Support vector conversion for AVX512 vcvtudq2pd/vcvttps2udq/vcvttpd2udq.
Checks
Commit Message
There's some typo for the standard pattern name for unsigned_{float,fix},
it should be floatunsmn2/fixuns_truncmn2, not ufloatmn2/ufix_truncmn2
in current trunk, the patch fix the typo.
Also vcvttps2udq is available under AVX512VL, so it can be generated
directly instead of being emulated via vcvttps2dq.
Bootstrapped and regtested on x86_64-pc-linux-gnu{-m32,}
Ok for GCC14 stage1{or maybe for trunk)?
gcc/ChangeLog:
PR target/85048
* config/i386/sse.md (floatuns<si2dfmodelower><mode>2):
Generate vcvtudq2ps under AVX512VL.
(fixuns_truncv4dfv4si2): New expander.
(floatuns<si2dfmodelower><mode>2): New expander.
gcc/testsuite/ChangeLog:
* g++.target/i386/pr85048.C: New test.
---
gcc/config/i386/sse.md | 18 ++++++++++++--
gcc/testsuite/g++.target/i386/pr85048.C | 33 +++++++++++++++++++++++++
2 files changed, 49 insertions(+), 2 deletions(-)
create mode 100644 gcc/testsuite/g++.target/i386/pr85048.C
Comments
On Thu, Mar 30, 2023 at 3:47 AM liuhongt <hongtao.liu@intel.com> wrote:
>
> There's some typo for the standard pattern name for unsigned_{float,fix},
> it should be floatunsmn2/fixuns_truncmn2, not ufloatmn2/ufix_truncmn2
> in current trunk, the patch fix the typo.
>
> Also vcvttps2udq is available under AVX512VL, so it can be generated
> directly instead of being emulated via vcvttps2dq.
>
> Bootstrapped and regtested on x86_64-pc-linux-gnu{-m32,}
> Ok for GCC14 stage1{or maybe for trunk)?
>
> gcc/ChangeLog:
>
> PR target/85048
> * config/i386/sse.md (floatuns<si2dfmodelower><mode>2):
> Generate vcvtudq2ps under AVX512VL.
> (fixuns_truncv4dfv4si2): New expander.
> (floatuns<si2dfmodelower><mode>2): New expander.
>
> gcc/testsuite/ChangeLog:
>
> * g++.target/i386/pr85048.C: New test.
> ---
> gcc/config/i386/sse.md | 18 ++++++++++++--
> gcc/testsuite/g++.target/i386/pr85048.C | 33 +++++++++++++++++++++++++
> 2 files changed, 49 insertions(+), 2 deletions(-)
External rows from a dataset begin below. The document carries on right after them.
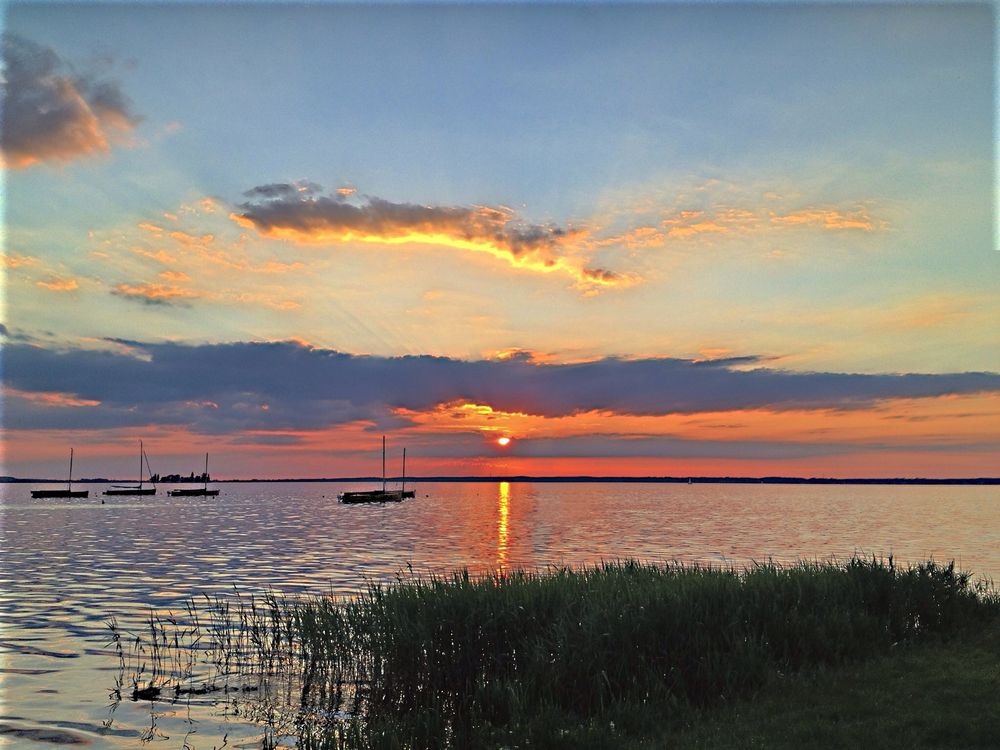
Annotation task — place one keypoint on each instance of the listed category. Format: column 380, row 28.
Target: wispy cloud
column 299, row 212
column 53, row 114
column 153, row 293
column 827, row 218
column 57, row 284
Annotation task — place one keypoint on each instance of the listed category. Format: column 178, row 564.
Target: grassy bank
column 939, row 694
column 590, row 657
column 619, row 655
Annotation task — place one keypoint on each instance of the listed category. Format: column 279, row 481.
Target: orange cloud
column 51, row 398
column 297, row 214
column 18, row 261
column 826, row 218
column 55, row 284
column 174, row 276
column 154, row 293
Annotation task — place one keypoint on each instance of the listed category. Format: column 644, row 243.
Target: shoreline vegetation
column 618, row 655
column 568, row 479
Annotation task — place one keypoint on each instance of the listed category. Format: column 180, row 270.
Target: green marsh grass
column 568, row 658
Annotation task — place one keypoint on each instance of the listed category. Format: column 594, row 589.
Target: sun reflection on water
column 503, row 511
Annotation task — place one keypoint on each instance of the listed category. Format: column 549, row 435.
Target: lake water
column 66, row 566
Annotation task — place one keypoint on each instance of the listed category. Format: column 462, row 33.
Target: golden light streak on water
column 503, row 511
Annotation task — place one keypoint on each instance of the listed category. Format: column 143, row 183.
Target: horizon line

> create mode 100644 gcc/testsuite/g++.target/i386/pr85048.C
>
> diff --git a/gcc/config/i386/sse.md b/gcc/config/i386/sse.md
> index 172ec3bea4f..9c2bd468c65 100644
> --- a/gcc/config/i386/sse.md
> +++ b/gcc/config/i386/sse.md
> @@ -8014,8 +8014,9 @@ (define_expand "fixuns_trunc<mode><sseintvecmodelower>2"
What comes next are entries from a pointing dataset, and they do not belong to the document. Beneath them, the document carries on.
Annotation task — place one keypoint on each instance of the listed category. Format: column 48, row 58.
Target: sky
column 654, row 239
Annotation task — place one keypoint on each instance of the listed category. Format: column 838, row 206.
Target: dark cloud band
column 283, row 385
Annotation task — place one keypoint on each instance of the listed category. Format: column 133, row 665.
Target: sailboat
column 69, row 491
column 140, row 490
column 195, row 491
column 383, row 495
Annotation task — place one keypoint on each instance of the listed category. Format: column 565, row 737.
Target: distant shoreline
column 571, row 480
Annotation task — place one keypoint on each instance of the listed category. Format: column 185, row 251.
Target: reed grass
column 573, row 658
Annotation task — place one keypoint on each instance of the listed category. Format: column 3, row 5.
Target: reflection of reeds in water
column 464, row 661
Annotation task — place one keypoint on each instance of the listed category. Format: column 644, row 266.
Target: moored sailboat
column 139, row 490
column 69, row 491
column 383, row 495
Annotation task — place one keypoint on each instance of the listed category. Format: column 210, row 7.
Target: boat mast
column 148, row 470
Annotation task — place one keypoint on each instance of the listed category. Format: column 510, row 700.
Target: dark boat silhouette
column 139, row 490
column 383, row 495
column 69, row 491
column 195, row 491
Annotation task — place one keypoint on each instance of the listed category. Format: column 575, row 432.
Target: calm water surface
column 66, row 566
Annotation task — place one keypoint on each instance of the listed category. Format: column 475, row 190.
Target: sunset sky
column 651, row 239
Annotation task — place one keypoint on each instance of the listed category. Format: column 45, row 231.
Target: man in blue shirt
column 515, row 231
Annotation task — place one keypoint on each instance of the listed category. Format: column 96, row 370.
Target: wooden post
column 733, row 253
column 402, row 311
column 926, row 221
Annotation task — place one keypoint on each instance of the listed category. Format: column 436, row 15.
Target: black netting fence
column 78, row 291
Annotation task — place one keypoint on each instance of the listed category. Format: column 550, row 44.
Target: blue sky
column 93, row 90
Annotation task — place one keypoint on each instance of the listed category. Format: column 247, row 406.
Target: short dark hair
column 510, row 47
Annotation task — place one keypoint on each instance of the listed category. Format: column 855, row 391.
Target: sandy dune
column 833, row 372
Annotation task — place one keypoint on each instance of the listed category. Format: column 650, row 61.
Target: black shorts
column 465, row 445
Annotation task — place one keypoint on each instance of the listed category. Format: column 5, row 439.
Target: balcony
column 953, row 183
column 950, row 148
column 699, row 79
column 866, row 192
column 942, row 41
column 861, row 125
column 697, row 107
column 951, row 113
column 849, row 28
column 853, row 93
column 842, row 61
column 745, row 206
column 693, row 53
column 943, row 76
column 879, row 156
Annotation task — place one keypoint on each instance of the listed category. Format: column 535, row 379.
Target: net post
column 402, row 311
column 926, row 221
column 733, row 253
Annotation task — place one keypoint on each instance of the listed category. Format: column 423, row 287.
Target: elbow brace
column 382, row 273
> (match_operand:VF1 1 "register_operand")]
> "TARGET_SSE2"
> {
> - if (<MODE>mode == V16SFmode)
> - emit_insn (gen_ufix_truncv16sfv16si2 (operands[0],
> + /* AVX512 support vcvttps2udq for all 128/256/512-bit vectors. */
> + if (<MODE>mode == V16SFmode || TARGET_AVX512VL)
> + emit_insn (gen_ufix_trunc<mode><sseintvecmodelower>2 (operands[0],
> operands[1]));
> else
> {
> @@ -8413,6 +8414,12 @@ (define_insn "*float<floatunssuffix>v2div2sf2_mask_1"
> (set_attr "prefix" "evex")
> (set_attr "mode" "V4SF")])
>
> +(define_expand "floatuns<si2dfmodelower><mode>2"
> + [(set (match_operand:VF2_512_256VL 0 "register_operand")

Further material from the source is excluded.